Totally. And I think it's a really good way to watch a show. It's a binge that you don't feel guilty about afterwards -- your whole life hasn't been lost. I mean, we were away from the audience for two months, and it feels like we now get to reward them for two weeks with back-to-back episodes. And, overall, we treated the last eight episodes of the season like a miniseries. It feels like one piece.

Let's talk about this two-month hiatus. Fans were really worried there, ready to start their petitioning. Fox then announced the show would return for another season. But talk about the shaky-ground feeling. It's something you experienced with "The Office" when it launched. 

It was a bit nerve-wracking. This is a business and happily-ever-afters are rare with TV shows. It was so wonderful, and it was such a show of support from the network that, even though we had been off the air for a month or more, we got picked up based on, I assume, what they had seen, which is every episode except for the finale.

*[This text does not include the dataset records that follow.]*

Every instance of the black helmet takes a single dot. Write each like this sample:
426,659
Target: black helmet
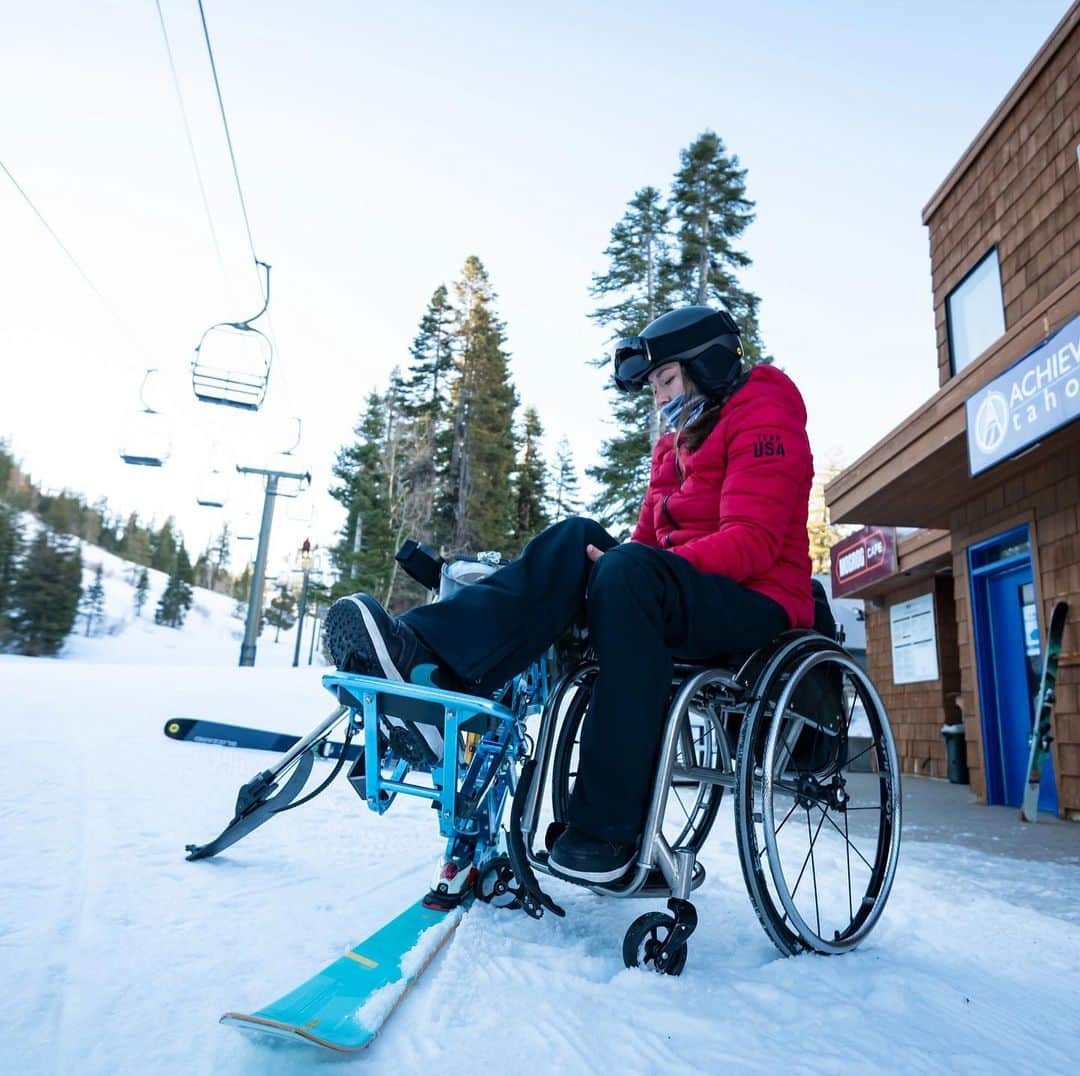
702,339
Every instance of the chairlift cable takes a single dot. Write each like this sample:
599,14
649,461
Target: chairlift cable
57,239
228,138
191,145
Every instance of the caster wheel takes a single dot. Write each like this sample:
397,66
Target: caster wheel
495,884
644,939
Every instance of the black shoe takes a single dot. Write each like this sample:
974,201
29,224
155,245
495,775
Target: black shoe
364,639
583,858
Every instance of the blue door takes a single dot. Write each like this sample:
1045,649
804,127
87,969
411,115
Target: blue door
1008,661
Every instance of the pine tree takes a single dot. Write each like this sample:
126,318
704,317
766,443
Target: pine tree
282,612
44,599
566,496
823,534
10,550
530,483
142,587
93,603
638,287
363,555
163,547
177,595
7,468
712,210
426,400
475,509
218,555
242,587
135,541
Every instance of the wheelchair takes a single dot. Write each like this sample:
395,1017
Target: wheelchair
795,732
798,736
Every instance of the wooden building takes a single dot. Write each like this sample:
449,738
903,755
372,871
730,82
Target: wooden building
987,470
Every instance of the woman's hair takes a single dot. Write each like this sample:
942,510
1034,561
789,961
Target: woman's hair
692,439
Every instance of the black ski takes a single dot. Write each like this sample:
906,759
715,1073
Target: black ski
1043,710
197,730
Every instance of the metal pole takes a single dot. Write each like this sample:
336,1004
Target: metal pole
314,632
299,619
255,595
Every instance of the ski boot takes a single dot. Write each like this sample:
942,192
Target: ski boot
451,885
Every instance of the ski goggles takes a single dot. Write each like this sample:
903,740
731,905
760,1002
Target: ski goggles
633,363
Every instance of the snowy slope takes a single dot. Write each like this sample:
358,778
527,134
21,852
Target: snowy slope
118,956
211,634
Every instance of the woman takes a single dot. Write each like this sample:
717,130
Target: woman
718,564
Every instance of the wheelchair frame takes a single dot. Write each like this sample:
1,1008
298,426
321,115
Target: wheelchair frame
488,756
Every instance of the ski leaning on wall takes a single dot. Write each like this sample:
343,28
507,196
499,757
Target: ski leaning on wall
1041,736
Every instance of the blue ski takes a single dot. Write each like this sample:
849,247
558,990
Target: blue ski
197,730
345,1006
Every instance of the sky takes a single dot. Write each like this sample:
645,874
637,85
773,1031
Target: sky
379,146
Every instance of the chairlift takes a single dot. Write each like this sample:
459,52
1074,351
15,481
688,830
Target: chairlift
147,441
213,491
231,364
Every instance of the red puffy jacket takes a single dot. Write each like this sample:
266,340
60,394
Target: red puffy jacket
737,507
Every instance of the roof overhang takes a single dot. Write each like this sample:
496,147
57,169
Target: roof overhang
918,472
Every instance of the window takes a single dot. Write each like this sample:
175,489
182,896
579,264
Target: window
975,312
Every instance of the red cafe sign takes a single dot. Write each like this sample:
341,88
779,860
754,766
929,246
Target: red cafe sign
863,557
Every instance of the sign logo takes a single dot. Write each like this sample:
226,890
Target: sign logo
863,557
991,421
1035,397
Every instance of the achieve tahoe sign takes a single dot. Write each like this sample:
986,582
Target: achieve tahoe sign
1036,395
863,557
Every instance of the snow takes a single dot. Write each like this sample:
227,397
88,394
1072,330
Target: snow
119,956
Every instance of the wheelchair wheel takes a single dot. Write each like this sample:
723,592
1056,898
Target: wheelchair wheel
818,809
692,804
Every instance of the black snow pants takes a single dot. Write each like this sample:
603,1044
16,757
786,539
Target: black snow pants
643,605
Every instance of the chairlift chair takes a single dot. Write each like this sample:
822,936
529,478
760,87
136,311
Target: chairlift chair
147,441
212,491
231,364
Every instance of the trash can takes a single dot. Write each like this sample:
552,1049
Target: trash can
956,753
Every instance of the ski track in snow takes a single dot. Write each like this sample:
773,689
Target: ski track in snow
118,956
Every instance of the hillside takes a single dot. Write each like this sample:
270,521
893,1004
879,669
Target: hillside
211,634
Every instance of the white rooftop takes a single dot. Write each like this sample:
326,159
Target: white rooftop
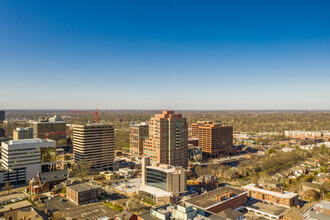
285,194
155,191
26,141
164,168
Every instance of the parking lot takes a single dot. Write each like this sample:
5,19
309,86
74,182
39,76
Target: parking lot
55,204
14,197
92,211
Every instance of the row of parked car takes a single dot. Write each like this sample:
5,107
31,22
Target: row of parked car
11,201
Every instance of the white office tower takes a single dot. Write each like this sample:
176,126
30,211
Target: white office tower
24,159
94,143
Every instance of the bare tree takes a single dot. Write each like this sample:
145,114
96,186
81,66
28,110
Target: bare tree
134,205
8,186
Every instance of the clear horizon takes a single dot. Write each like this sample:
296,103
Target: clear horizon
151,55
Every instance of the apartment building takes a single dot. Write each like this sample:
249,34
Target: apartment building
195,127
283,198
22,133
94,143
52,124
216,140
167,142
138,133
24,159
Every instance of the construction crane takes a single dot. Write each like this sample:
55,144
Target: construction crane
52,132
96,112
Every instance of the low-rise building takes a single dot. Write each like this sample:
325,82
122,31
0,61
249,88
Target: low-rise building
319,211
219,200
44,182
127,172
283,198
81,193
182,212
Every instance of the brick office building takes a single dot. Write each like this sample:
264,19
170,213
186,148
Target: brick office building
81,193
195,127
138,133
167,142
216,140
283,198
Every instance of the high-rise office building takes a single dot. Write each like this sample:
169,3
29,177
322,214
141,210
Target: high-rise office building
2,116
22,133
216,140
138,133
165,177
53,124
94,143
195,126
167,142
24,159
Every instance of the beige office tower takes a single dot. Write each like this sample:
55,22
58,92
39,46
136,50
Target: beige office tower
94,143
167,142
22,133
165,177
138,133
52,124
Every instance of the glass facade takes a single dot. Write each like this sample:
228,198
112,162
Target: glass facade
47,154
156,178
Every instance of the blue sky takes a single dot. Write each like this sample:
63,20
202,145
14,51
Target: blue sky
161,54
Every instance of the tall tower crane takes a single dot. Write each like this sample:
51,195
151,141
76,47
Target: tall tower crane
96,112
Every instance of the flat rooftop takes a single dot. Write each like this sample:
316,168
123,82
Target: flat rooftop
265,207
208,199
164,168
82,187
129,186
155,191
16,205
285,194
93,211
29,141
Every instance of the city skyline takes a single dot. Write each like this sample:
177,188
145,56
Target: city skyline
210,55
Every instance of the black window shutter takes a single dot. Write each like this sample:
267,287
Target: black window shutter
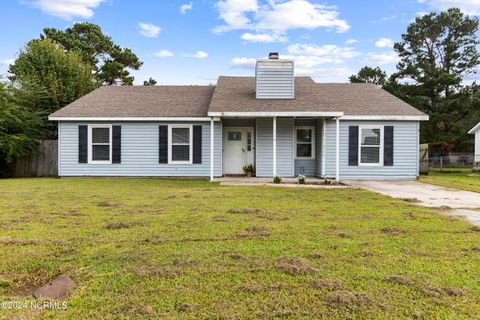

Well, and it also seemed like critics were pushing hard for it more than ever. There were lists, there were essays, the tweets. Did that make you feel like you were OK?

We have the best supporters in the world, and the great thing is they are chatty. And I love that they tell people about the show. So many of the questions I would get asked about the show in the beginning were about romantic comedies. But the show has really evolved into a really funny workplace show about people who are all single and want to find love. I'm hoping that people will realize that that's what it is more than something they might think that it is.

Do you feel like you've settled into a groove with the show, with how the characters vibe off one another?

You know, it's funny. As a creator, I always loved the show. I mean, I'm biased. But lately, I have to say, putting my unconditional love aside, I do feel the episodes we've done this season are sort of my favorite work that I've ever done in my entire career. So I like that people are also feeling that way. I hope more people will take notice and give it a try.

Talk to me about what you like about Mindy Lahiri and what you dislike.

What I like most about her is her tenacity and the fact that she -- I personally wish I was more like this -- the things that get most women down or traditionally have made women feel bad about themselves, do not make her feel bad. If someone tells her that they think she is overweight or unattractive, she may get momentarily outraged, but the outrage never becomes a sustained hurt on her self-confidence. That is something that I love, love, love about her. I wish I was more like that.

The quality that would drive me crazy, personally, is, I mean, the character is, I think comically so, very judgmental. She tends to say kind of wild things that seem to have a patina of truth. A line that one of the writers said was, "she thinks recycling makes America look poor." I'm like obsessed with this as an idea.


And we'll be seeing a follow-up book to "Is Everyone Hanging Out Without Me?"  

Yes, I'm actually in the midst of writing some essays for that, now that we're editing the finale, in between that I'm writing some things. The process of this year and doing the show is going to be a big part of the book. But also, like, there's so much fun stuff that has happened to me, and some heartbreaking things that have happened to me since the book -- I mean, my life is so different than two-and-a-half years ago when my book came out, it's been fairly easy to find new things to write about.